ロンドン響/エトヴェシュ/テツラフ(vn):7時半だョ!全員集合2012/04/29 23:59


2012.04.29 Barbican Hall (London)
Peter Eötvös / London Symphony Orchestra
Ladies of the London Symphony Chorus
Christian Tetzlaff (Vn-2)
1. Debussy: Three Nocturnes
2. Szymanowski: Violin Concerto No. 1
3. Scriabin: Symphony No. 4 (‘Poem of Ecstasy’)

元々はブーレーズが振るはずだったこの演奏会、代役がエトヴェシュと聴いてがっかりしてしまったのは前に書いた通りです。やはりブログ仲間でもブーレーズ目当てでチケットを買った人は多く、dognorahさん、かんとくさん、Voyage2Artさん、feliz2さんと、演奏会志向の人々は全員集合状態でした。お目にはかかりませんでしたが、つるびねったさんも絶対いらしたに違いない。

本日の選曲コンセプトは多分「極彩色」。フランス、ポーランド、ロシアと国際色豊かに、色彩感豊かな派手な曲が並びます。feliz2さんは「大人向けの夜の音楽特集」とおっしゃってましたが、確かに言われてみるとその通りですね。それにしても、「目が悪い」という理由でキャンセルしたブーレーズ、この選曲なら目を瞑ってても指揮できるだろうに、何とか出てきて欲しかったですなー、と、しつこく愚痴ります。

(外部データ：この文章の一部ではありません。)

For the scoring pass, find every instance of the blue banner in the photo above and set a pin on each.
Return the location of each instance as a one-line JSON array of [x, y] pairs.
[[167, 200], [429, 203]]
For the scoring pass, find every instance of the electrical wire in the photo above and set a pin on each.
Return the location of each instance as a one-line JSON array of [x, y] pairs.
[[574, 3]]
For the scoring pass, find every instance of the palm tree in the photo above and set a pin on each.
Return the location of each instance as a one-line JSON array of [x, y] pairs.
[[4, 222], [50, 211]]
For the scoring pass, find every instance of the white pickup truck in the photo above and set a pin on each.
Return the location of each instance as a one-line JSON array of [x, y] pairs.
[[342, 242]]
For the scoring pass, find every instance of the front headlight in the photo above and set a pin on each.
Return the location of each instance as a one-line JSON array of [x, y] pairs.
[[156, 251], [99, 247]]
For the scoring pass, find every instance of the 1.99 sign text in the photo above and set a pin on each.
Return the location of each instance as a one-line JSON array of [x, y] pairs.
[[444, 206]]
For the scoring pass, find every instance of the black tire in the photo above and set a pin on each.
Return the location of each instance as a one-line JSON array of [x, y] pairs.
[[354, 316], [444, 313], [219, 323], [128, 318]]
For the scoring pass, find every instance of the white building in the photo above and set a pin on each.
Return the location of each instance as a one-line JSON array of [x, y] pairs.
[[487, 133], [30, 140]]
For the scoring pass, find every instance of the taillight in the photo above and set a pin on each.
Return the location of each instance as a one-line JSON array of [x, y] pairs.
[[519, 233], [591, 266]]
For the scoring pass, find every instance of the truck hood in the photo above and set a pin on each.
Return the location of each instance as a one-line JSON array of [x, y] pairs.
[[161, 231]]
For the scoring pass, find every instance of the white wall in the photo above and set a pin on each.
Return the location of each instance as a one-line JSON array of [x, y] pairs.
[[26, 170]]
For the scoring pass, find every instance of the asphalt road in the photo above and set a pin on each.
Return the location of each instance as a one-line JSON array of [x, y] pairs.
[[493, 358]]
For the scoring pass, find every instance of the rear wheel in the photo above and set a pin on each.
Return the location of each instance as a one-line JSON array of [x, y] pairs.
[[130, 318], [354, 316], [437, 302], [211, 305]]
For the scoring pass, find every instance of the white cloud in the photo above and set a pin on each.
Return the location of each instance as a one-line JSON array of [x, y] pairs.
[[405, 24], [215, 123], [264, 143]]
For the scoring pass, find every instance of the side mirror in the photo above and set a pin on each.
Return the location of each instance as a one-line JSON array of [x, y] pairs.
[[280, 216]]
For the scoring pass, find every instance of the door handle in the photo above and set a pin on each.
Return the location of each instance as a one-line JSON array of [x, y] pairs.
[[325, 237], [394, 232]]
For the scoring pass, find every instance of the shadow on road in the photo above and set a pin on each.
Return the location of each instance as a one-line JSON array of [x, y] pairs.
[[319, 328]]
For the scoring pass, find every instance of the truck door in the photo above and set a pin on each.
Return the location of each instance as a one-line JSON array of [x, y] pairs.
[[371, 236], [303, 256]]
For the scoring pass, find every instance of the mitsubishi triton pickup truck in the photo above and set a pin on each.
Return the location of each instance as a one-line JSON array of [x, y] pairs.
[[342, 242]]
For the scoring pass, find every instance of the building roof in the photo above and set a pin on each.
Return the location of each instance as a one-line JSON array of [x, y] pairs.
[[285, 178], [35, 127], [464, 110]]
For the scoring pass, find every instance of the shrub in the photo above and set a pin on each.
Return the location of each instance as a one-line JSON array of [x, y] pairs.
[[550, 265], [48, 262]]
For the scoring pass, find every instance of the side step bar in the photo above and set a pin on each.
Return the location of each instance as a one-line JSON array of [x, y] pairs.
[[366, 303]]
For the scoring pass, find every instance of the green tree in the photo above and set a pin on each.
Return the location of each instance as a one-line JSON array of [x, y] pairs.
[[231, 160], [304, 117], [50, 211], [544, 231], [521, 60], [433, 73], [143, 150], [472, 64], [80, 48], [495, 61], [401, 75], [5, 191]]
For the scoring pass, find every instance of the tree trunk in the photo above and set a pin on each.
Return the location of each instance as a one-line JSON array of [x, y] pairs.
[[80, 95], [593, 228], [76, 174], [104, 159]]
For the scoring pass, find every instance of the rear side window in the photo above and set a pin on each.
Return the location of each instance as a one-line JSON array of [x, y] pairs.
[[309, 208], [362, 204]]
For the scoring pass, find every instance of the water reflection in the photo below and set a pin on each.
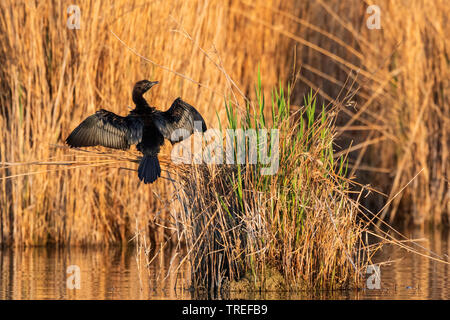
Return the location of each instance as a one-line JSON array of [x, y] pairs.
[[116, 273]]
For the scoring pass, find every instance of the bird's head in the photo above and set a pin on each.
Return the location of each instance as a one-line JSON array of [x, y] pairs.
[[143, 86]]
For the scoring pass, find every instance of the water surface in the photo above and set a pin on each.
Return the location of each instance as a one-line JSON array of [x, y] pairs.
[[117, 273]]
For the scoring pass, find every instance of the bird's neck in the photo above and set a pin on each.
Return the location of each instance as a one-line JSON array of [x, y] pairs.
[[139, 100]]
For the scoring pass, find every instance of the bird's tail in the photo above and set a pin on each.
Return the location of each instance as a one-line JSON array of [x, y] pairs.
[[149, 169]]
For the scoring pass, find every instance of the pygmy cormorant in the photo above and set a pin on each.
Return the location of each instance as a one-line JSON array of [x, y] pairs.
[[144, 126]]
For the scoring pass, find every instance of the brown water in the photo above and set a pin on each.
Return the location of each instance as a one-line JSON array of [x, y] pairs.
[[41, 273]]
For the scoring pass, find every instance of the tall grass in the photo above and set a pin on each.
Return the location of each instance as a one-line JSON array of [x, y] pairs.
[[295, 229], [52, 77]]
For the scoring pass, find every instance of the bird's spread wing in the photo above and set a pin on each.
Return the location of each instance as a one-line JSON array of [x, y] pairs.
[[107, 129], [180, 115]]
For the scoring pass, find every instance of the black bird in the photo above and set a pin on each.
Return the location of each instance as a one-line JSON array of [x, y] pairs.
[[144, 126]]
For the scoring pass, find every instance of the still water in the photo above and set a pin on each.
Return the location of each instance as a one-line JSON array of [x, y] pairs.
[[115, 273]]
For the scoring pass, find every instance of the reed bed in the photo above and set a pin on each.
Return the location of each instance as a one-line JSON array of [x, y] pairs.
[[296, 229], [53, 77]]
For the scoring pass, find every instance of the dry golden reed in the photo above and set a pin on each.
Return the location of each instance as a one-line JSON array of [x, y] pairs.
[[52, 77]]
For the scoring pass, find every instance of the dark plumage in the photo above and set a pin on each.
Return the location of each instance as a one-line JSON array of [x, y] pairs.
[[144, 126]]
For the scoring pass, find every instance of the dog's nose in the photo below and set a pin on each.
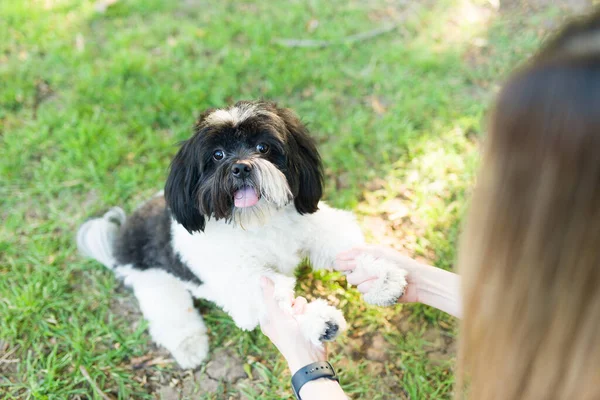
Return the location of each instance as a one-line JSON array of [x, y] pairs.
[[241, 170]]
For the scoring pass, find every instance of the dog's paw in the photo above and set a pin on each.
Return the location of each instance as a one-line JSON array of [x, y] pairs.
[[192, 351], [391, 280], [321, 322]]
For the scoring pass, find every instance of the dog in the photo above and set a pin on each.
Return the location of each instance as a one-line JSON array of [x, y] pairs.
[[241, 201]]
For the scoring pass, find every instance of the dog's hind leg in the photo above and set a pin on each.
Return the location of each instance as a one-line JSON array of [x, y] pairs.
[[173, 320]]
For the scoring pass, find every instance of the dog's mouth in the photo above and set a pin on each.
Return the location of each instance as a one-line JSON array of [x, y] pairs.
[[244, 197]]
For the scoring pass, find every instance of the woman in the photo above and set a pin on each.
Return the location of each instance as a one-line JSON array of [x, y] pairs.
[[529, 258]]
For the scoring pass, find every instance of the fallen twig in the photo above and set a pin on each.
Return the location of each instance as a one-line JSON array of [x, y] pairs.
[[93, 384], [346, 40]]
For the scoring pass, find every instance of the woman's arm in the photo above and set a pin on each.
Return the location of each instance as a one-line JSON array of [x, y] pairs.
[[426, 284], [284, 331]]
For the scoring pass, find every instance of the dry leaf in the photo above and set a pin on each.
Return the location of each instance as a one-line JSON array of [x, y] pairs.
[[377, 106]]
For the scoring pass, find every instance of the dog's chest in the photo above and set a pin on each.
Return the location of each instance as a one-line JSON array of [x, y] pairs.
[[225, 253]]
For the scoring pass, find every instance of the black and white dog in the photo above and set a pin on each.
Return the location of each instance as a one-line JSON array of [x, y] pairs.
[[241, 201]]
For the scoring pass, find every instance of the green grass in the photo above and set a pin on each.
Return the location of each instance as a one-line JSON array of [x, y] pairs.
[[92, 105]]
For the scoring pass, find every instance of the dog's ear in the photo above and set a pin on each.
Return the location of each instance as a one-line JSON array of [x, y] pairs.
[[304, 164], [182, 186]]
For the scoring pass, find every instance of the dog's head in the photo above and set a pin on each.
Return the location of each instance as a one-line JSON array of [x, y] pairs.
[[242, 163]]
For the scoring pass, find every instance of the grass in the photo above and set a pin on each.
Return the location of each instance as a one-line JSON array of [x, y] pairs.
[[92, 105]]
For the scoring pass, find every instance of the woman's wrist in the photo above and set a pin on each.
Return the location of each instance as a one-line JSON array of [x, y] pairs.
[[298, 361], [438, 288]]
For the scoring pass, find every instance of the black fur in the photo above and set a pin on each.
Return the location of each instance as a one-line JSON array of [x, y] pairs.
[[145, 242], [198, 187]]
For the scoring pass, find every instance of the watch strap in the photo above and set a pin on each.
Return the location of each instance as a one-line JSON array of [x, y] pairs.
[[317, 370]]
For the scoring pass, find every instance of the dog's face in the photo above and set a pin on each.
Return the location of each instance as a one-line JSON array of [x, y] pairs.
[[241, 163]]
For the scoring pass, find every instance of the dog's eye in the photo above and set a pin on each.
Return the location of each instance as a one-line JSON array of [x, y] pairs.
[[262, 148], [218, 155]]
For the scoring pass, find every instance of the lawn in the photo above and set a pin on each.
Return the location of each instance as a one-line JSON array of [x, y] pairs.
[[92, 104]]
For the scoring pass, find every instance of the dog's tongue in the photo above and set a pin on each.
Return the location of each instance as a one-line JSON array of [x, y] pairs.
[[245, 197]]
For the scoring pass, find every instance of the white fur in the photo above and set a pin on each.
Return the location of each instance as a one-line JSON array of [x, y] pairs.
[[274, 194], [95, 237], [237, 114], [313, 322], [167, 306], [230, 259], [390, 283]]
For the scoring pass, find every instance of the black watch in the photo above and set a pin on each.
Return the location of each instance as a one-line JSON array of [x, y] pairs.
[[321, 369]]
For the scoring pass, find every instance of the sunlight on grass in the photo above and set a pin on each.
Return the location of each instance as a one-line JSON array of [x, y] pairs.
[[93, 103]]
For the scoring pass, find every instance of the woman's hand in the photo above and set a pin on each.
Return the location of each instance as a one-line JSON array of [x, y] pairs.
[[346, 262], [284, 331], [425, 284]]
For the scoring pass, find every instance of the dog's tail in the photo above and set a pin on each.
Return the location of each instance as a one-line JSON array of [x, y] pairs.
[[95, 238]]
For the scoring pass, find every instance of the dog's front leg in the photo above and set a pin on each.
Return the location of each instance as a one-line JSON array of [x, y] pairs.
[[319, 323], [334, 231]]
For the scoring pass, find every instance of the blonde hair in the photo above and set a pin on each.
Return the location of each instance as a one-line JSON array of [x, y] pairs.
[[530, 254]]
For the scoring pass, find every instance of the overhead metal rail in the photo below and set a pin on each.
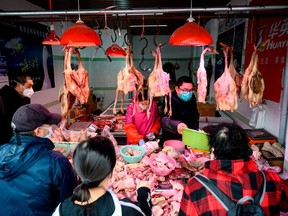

1曲目「3つの夜想曲」は、第1曲こそ縦の線が思いっきりズレ気味であれっと思ったのですが、さすがLSOですからすぐに持ち直し、第2曲以降は圧巻のカラフルサウンドがこれでもかと響き渡ってました。元々エトヴェシュはどの楽器もくっきりと鳴らして曲の仕組みを浮き彫りにするタイプの人で、その一方で繊細な弱音にはあまり執着がないのですが、今日の演奏もそんな感じでした。ただ、第3曲の女性コーラスは雑でイマイチ。ここはもうちょっと細やかなコントロールが欲しいところでした。しかし今日の新発見は、ハンガリー時代から何度か聴いてきたエトヴェシュが、意外と「熱い」演奏をやるんだなーということ。大編成のオケをガンガン鳴らしていても、現代作曲家らしくもっとクールに徹した印象がありましたが、それはひとえに自作自演の演奏ばかり聴いてきたからかもしれない。今回のブーレーズの代役ではフランス遠征も一緒に引き受けていますので、ちょっと気合が入ってるのもあるかもしれません。

次のシマノフスキは、何と言ってもテツラフの凄さに尽きました。この人は相変わらず上手過ぎです。先日見たヴェンゲーロフとは相当違い、全身を無駄なく使って、息をするように、歌うように、踊るように、あるいは歩くように、食事をするように、本当に楽器と身体が一体となって、音楽が澱みなく自然と湧き出てきます。低音から高音まで一点の曇りもなく音が澄み切っており、それでいて至高の純米大吟醸酒のごとく一本芯の通った力強い音。かすかに震える最弱音から、フル編成で鳴らし放題のLSOにも全然負けてない最強音まで、信じられないくらいに広いダイナミクス。ほとんど馴染みのないシマノフスキのコンチェルトを聴いてさえ、とてつもない吸引力に眠くなるヒマもなく圧倒されっぱなしでした。聴くたびにそんな超越レベルの演奏を聴かせてくれて、プロの中のプロとは正にこの人のことを指すのだな、と。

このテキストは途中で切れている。